Details are in the caption following the image
Results of subclassification analysis and cell trajectory analysis of epithelial cells. Epithelial cell data are classified by cluster and colour-coded t-SNE plots (A, B). monocle2 locus maps based on epithelial cell data, coloured by state and cell source, respectively (C–E). Box plot (F, G) of CNV score by state and cell source. Scatter plot of correlation between simulated time and CNV score (H). Heat maps of transcription factor activity by state (I). Heat maps of relevant pathways for each State (J). Cell communication bubble map (K, L) with tumour cells as source and target. *p < 0.05; **p < 0.01.

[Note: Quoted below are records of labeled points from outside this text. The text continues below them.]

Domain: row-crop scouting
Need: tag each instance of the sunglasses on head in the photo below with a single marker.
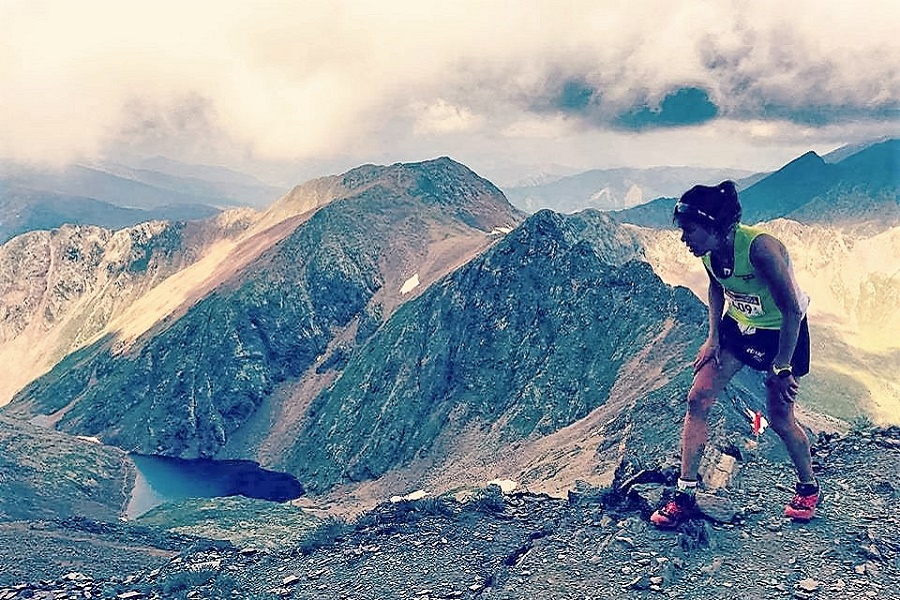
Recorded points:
(686, 210)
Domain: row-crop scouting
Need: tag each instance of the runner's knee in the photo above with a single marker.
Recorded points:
(700, 400)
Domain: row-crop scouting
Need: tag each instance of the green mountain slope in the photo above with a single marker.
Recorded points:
(188, 384)
(526, 339)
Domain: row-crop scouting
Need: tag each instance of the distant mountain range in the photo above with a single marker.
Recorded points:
(860, 189)
(406, 323)
(614, 189)
(115, 196)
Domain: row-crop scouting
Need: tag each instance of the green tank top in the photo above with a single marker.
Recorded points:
(750, 302)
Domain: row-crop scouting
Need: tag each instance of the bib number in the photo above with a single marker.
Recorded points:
(749, 305)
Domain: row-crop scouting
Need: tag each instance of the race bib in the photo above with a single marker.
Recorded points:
(748, 304)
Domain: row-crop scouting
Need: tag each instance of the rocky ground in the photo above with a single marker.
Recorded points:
(596, 544)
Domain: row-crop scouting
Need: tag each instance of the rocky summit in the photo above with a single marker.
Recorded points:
(478, 405)
(594, 544)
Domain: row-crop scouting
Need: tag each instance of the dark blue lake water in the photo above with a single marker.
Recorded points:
(162, 479)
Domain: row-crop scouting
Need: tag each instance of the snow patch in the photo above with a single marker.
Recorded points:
(411, 284)
(417, 495)
(506, 485)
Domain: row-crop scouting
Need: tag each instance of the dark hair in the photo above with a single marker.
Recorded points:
(717, 206)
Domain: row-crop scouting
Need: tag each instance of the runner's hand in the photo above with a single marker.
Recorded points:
(709, 351)
(785, 387)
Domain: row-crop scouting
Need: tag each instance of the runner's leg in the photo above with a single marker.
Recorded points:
(708, 383)
(784, 423)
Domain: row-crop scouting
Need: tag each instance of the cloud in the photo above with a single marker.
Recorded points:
(301, 81)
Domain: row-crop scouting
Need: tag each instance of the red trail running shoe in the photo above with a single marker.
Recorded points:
(803, 505)
(676, 511)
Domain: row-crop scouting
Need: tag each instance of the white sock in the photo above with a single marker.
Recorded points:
(686, 485)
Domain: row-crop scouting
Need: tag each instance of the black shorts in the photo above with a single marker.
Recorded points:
(758, 349)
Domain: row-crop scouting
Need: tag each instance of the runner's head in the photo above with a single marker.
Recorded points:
(716, 208)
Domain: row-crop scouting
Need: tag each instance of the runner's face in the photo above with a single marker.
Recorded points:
(698, 238)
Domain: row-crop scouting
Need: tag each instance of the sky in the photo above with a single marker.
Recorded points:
(512, 89)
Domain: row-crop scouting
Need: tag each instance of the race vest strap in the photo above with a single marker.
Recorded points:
(750, 302)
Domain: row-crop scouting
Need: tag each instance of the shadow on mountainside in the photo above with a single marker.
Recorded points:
(595, 544)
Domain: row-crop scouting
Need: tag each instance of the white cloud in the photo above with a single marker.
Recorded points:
(299, 81)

3.3 Analysis of subclassification of immune and fibroblasts

The immune cells were isolated for dimensional reduction cluster analysis. 13 clusters were shown on the t-SNE diagram (Figure 3A), and the sample source of the cells could be seen from the t-SNE diagram (Figure 3B). SCType software was used to annotate the cells and obtain the t-SNE diagram of the annotated results (Figure 3C). The expression of marker genes in each cell type is shown by the bubble map (Figure 3D). Pearson algorithm was used for correlation analysis of cell types, and it was observed that Naive B cells were less similar to other cell groups, while other cell groups were more similar (Figure 3E). We performed transcription factor analysis on Naive B cells and found that Naive B cells are enriched in ATF6, neutrophils are enriched in NFKB1 and SPI1, and Effector CD8+ T cells are enriched in TFDP1, E2F4 and E2F2. STAT4 was enriched in Memory CD4+ T cells, NK cells, and CD8+ NKT-like cells (Figure 3F). Subsequently, we isolated the fibroblasts and performed dimensional reduction cluster analysis separately. The t-SNE diagram showed 19 clusters (Figure 3H), from which we could see the sample source of the cells (Figure 3I). We can classify fibroblasts into myofibroblasts or inflammatory phenotypes (Figure 3J). Group 7,18 expressed the characteristics of inflammatory subtypes, such as CFD, MFAP5 and DCN, and because most of its cells were derived from normal samples, it was named iNAF (Figure 3K). The remaining subgroups were identified as myofibroblasts because of upregulated myofibroblast markers, including α smooth muscle actin (αSMA, also known as ACTA2) and contractile proteins (TAGLN, MYLK, MYL9), and because of differences in their cell origin, divided into two categories, with subgroups 10,11 being myoCAF and 11 being MYOCAF. The remaining clusters are myoNAF (Figure 3K). The distribution of the three CAFs was shown on the t-SNE diagram (Figure 3J), and the different transcription factors enriched by the three CAFs could be seen from the analysis of transcription factors (Figure 3G).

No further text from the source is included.